Trans*-Aktivist*innen aus Slowenien, Montenegro und der Türkei
Heute wurde im montenegrinischen Podgorica die Konferenz “Empower, Challenge, Transform” der regionalen LSBTI-Organisation Equal Rights Association ERA eröffnet. Nach der Gründungsversammlung in Belgrad im September 2015 und der letzten Konferenz in Pristina im September 2016 ist dies die zweite Jahreskonferenz des regionalen Dachverbandes, die vom Auswärtigen Amt und der Hirschfeld-Eddy-Stiftung unterstützt wird. Vor zwei Jahren hatte ERA noch 26 Mitglieder, mittlerweile zählt die Organisation 56 Mitgliedsorganisationen aus den sechs Staaten des Westlichen Balkans sowie der Türkei.
Die eigene Community zu stärken und zu befähigen für die eigenen Belange einzustehen, die politischen Systeme herauszufordern und die Gesellschaften zu verwandeln, das sind die erklärten Ziele in diesem Jahr. Danijel Kalezic von Quer Montenegro hebt hervor, dass die Ausrichtung der Konferenz für die montenegrinische LSBTI-Bewegung von großer Bedeutung ist, erhöht sie doch die Sichtbarkeit im eigenen Land und trägt dazu bei, „die regionalen Kooperationen zu befördern, um ein besseres Leben in unseren Gesellschaften zu verwirklichen.“ Zudem betont er, dass der Zeitpunkt gut gewählt ist, denn in einigen Wochen starte der Gesetzgebungsprozess für die Einführung einer registrierten Partnerschaft für gleichgeschlechtliche Partnerschaften in Montenegro. Auch der stellvertretende Ombudsman Montenegros hebt hervor, dass es vor einigen Jahren noch unmöglich gewesen sei, eine solche Konferenz im Land auszurichten. Man wolle auch künftig alles tun, um LSBTI Personen im Land ein besseres Leben zu ermöglichen.

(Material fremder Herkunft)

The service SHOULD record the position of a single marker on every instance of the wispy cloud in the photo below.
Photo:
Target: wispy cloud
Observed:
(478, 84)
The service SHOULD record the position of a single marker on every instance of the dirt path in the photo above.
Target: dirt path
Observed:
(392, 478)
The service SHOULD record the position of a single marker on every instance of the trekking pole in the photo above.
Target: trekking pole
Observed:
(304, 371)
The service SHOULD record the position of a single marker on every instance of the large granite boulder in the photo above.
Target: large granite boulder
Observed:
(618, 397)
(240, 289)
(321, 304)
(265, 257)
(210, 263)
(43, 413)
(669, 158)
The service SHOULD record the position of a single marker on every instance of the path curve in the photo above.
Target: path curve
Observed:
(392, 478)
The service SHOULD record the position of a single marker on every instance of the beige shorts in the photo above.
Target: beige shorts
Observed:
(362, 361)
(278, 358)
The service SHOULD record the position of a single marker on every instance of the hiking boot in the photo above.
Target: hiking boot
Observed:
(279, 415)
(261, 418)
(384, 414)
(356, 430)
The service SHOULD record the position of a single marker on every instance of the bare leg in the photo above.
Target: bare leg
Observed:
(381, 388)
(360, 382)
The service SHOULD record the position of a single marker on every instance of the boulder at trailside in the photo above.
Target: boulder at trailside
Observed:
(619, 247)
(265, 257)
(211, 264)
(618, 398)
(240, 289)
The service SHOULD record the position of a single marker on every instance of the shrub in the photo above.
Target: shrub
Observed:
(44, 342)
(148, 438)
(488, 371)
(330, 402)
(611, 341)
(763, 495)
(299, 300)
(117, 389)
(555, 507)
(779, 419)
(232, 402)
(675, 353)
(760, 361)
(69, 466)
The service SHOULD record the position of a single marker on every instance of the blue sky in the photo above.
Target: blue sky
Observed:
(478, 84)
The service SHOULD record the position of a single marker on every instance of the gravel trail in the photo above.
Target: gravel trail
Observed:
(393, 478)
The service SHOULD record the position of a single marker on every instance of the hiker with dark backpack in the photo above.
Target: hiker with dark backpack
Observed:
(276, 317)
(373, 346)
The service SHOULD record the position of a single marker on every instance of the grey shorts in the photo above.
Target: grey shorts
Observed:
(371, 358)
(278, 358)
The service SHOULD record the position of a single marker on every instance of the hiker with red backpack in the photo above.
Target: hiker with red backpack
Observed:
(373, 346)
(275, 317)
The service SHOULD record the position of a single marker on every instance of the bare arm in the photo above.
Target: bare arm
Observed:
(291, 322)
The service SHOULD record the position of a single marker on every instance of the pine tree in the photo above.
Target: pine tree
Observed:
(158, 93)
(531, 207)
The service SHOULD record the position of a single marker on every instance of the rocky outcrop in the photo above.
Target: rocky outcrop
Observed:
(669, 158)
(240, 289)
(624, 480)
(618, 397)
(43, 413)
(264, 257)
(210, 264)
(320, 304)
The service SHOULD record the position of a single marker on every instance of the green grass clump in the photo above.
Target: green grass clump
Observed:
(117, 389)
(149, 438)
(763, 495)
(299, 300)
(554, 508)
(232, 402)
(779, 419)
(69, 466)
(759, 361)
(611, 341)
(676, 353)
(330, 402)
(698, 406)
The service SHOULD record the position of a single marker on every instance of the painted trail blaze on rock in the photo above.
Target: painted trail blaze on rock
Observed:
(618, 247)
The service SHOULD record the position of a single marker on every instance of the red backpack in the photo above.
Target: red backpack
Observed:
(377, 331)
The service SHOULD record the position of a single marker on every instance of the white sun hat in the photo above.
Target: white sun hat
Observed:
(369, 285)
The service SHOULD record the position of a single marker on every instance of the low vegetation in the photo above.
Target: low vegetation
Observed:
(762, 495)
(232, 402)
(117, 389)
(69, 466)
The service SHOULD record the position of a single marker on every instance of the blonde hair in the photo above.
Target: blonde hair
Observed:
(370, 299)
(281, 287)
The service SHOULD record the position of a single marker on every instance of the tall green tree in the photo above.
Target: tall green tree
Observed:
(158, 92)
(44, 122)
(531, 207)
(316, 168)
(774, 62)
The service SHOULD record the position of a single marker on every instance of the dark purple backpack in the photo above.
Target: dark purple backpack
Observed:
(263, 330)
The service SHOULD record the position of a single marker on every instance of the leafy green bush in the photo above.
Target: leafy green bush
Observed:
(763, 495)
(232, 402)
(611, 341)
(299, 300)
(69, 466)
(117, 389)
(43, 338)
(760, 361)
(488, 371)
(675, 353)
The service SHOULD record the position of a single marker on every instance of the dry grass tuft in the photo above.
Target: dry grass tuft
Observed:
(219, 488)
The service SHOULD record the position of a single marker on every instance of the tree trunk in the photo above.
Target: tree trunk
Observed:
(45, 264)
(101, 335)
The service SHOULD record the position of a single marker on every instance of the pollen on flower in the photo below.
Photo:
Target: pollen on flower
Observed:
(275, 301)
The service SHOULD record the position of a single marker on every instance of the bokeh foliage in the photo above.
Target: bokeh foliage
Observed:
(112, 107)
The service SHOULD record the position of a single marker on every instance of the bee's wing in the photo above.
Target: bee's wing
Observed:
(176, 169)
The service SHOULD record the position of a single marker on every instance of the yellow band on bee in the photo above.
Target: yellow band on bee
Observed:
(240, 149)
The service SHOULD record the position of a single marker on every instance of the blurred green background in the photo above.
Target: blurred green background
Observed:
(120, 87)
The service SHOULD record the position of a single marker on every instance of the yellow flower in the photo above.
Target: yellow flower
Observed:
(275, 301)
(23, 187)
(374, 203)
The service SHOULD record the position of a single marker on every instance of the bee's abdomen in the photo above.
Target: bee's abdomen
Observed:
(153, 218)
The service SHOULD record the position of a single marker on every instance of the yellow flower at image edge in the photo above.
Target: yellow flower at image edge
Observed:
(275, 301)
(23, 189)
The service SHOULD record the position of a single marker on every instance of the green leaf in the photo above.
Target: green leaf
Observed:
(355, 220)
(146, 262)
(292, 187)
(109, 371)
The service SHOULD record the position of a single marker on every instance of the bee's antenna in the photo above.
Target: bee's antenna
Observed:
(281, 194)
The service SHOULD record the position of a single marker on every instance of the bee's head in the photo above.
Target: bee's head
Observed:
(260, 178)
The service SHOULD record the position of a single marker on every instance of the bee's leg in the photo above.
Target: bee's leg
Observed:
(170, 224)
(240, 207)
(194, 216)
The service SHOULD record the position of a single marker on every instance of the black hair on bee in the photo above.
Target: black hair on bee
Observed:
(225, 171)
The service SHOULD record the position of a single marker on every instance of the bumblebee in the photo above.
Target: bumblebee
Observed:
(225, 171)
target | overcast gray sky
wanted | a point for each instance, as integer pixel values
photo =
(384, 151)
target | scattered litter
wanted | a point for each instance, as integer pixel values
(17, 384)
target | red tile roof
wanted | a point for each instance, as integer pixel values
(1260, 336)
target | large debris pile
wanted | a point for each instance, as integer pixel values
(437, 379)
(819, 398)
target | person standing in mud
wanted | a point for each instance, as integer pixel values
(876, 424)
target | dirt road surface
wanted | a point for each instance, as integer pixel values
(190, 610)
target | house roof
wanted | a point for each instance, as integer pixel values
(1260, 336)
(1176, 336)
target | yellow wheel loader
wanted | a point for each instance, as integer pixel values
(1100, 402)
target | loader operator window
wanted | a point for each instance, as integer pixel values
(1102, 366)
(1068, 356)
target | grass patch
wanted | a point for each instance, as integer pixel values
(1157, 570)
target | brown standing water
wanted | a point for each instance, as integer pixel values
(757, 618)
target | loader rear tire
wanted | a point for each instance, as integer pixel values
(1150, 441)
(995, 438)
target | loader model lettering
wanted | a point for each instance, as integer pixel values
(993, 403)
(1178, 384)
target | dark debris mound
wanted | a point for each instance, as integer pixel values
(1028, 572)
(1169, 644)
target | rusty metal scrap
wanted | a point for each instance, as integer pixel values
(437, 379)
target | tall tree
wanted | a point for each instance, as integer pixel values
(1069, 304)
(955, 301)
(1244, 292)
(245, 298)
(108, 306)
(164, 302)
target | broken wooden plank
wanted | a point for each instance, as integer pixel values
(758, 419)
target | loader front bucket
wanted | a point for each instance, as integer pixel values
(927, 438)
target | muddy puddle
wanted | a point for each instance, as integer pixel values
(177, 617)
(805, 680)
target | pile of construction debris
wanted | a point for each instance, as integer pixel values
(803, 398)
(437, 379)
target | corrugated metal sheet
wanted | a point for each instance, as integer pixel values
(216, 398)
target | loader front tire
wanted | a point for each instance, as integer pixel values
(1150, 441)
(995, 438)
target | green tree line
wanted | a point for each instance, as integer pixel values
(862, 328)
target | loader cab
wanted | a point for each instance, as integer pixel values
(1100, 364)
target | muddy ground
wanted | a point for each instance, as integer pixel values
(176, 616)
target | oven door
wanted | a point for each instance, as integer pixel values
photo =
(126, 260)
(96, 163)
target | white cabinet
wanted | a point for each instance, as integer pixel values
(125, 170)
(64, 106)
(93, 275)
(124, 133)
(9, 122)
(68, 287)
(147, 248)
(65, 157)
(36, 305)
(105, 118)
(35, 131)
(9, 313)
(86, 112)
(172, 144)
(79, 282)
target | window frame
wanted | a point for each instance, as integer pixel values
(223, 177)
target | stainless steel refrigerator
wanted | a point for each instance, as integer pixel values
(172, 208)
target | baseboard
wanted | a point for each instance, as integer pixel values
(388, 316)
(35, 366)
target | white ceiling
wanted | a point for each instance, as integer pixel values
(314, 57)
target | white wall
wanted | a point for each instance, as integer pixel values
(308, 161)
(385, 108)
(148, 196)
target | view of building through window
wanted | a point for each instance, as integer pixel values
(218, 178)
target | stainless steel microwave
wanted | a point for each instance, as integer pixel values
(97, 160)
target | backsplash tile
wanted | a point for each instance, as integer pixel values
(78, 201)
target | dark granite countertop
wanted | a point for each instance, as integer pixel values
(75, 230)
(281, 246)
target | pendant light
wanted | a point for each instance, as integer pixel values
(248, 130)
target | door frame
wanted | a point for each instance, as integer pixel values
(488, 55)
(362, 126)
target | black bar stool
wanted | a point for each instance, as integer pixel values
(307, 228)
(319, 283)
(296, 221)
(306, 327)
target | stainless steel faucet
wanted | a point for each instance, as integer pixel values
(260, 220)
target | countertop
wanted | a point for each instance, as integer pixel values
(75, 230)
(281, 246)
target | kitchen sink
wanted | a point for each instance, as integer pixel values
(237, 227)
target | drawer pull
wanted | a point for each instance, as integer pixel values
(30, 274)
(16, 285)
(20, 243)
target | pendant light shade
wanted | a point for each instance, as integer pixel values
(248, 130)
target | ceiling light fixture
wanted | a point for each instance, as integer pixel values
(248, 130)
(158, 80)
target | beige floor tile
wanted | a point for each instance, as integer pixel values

In der ersten Panel-Veranstaltung berichteten dann drei Trans*-Aktivist*innen aus Slowenien, Montenegro und der Türkei von den Herausforderungen, denen sie sich tagtäglich ausgesetzt sehen. Jovan, Transmann und Vollzeit Aktivist der Organisation Spectra aus Podgorica berichtet, wie es ihm gelungen ist, durch Yoga, Lektüre, Bildung und Hebung des Selbstwertgefühls seine eigenen Fähigkeiten und Unsicherheiten zu erkennen und sich selbst zu akzeptieren. Auch Anja von TransAkcija aus Ljubljana berichtet wie sie über Selbstbefähigung, durch Lektüre und unzählige Gespräche und ständiges sich selbst hinterfragen ihr Selbstbewusstsein stärkten konnte. Natürlich erfahre sie vielfältige Formen der Diskriminierung. Dennoch fühle sie sich privilegiert, weil sie weiß sei und zudem Teil der vielfältigen LSBTI Community sei. Zudem gehöre sie einer bestimmten Gesellschaftsschicht an, die es sich erlauben könne an solchen internationalen Konferenzen teilzunehmen. Wenn sie in Diskussionen gefragt werde, warum sie sich überhaupt so aufrege, dann antworte sie, sie rege sich nicht auf, sondern argumentiere politisch. Auch öffentlich Gefühle zu zeigen, sei ein politisches Statement.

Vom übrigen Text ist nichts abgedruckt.